Compassion, however, goes further than empathy because it asks us not just to feel or share someone else’s pain, but to do something about it. It’s a positive emotion and it’s a prosocial emotion.
But of course the willingness to do something that might alleviate someone’s suffering doesn’t mean we’ll necessarily do what is right. There is a tendency to assume that the mere fact that a charity exists is in and of itself an expression of compassion. But compassion has to permeate the work we do and how we do it.
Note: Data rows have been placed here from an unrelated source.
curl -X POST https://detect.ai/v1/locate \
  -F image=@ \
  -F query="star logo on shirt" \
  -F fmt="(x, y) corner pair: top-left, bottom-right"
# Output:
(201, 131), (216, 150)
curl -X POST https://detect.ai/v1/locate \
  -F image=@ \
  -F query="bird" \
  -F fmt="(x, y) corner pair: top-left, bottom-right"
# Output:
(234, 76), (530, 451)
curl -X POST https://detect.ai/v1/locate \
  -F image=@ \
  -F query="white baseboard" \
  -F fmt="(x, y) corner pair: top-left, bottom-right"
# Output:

This means ensuring our actions are not based on our own limited understanding of a situation, but on what the situation requires.
Sam Harris makes this point in his conversation with Doty, where he suggests that taking on the emotional suffering of another, as your own, might cause you to no longer be able to respond effectively or think rationally about what would help. You can also feel compassion and not act out of fear – be that because of uncertainty about what you can do or lacking the courage to act.
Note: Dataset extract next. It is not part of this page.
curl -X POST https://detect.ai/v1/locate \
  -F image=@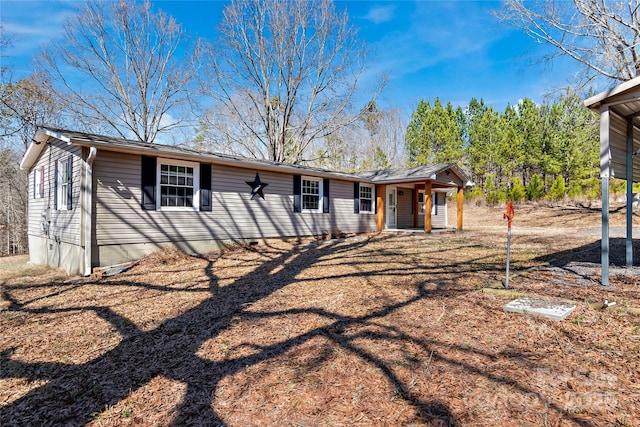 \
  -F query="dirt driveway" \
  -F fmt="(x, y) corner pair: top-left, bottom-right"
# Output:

So can we then learn to become compassionate? Before we can show compassion to others, we need to have compassion for ourselves. But, Margaret Wheatley writes, “self-compassion is not to be confused with self-love of the common self-help variety. We’re not trying to pump ourselves up so that we believe in ourselves. We’re committed to knowing ourselves so we can benefit others.” Knowing ourselves means we recognise we see the world through our own filters.
In some ways, compassion can only become an effective tool if we are already able to see clearly, to listen better, to be open to others with curiosity and to practice humility. It’s a tall order, and we won’t always get it right, but progress is not linear. And trying, at the very least, is a step in the right direction.